The goal of this documents is to compare some tuned and untuned models on a "baseline" dataset. We want to predict whether AE in 2020 goes above 3. We are only using 2019 data here! Next steps will be adding time-dependent data (e.g.
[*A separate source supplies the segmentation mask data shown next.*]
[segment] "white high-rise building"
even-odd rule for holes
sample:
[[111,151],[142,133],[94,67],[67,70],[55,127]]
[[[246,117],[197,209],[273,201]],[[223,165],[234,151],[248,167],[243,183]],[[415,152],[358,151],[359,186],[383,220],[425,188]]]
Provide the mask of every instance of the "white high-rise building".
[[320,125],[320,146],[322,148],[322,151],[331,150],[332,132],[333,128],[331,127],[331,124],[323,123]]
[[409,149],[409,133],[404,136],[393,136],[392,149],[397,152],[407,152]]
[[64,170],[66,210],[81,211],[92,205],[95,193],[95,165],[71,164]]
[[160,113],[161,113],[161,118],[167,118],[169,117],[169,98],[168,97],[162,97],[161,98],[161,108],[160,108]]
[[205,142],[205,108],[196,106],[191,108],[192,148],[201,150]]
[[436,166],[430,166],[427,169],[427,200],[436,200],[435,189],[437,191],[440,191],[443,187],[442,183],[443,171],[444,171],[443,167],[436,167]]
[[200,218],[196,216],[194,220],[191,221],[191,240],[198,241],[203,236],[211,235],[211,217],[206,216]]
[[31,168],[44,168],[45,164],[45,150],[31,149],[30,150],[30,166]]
COVID deaths per week per zipcode).
library(tidyverse)
library(tidymodels)
library(probably)
library(themis)
library(feather)
library(magrittr)
library(skimr)
library(vip)
per <- read_feather("data/simulation_data/all_persons.feather")
Compute some summary statistic for each client.
clients <-
per %>%
group_by(client) %>%
summarize(
zip3 = first(zip3),
size = n(),
volume = sum(FaceAmt),
avg_qx = mean(qx),
avg_age = mean(Age),
per_male = sum(Sex == "Male") / size,
per_blue_collar = sum(collar == "blue") / size,
expected = sum(qx * FaceAmt),
actual_2020 = sum(FaceAmt[year == 2020], na.rm = TRUE),
ae_2020 = actual_2020 / expected,
actual_2019 = sum(FaceAmt[year == 2019], na.rm = TRUE),
ae_2019 = actual_2019 / expected,
adverse = as_factor(if_else(ae_2020 > 3, "ae > 3", "ae < 3"))
) %>%
relocate(adverse, ae_2020, .after = zip3) %>%
mutate(adverse = fct_relevel(adverse, c("ae > 3", "ae < 3")))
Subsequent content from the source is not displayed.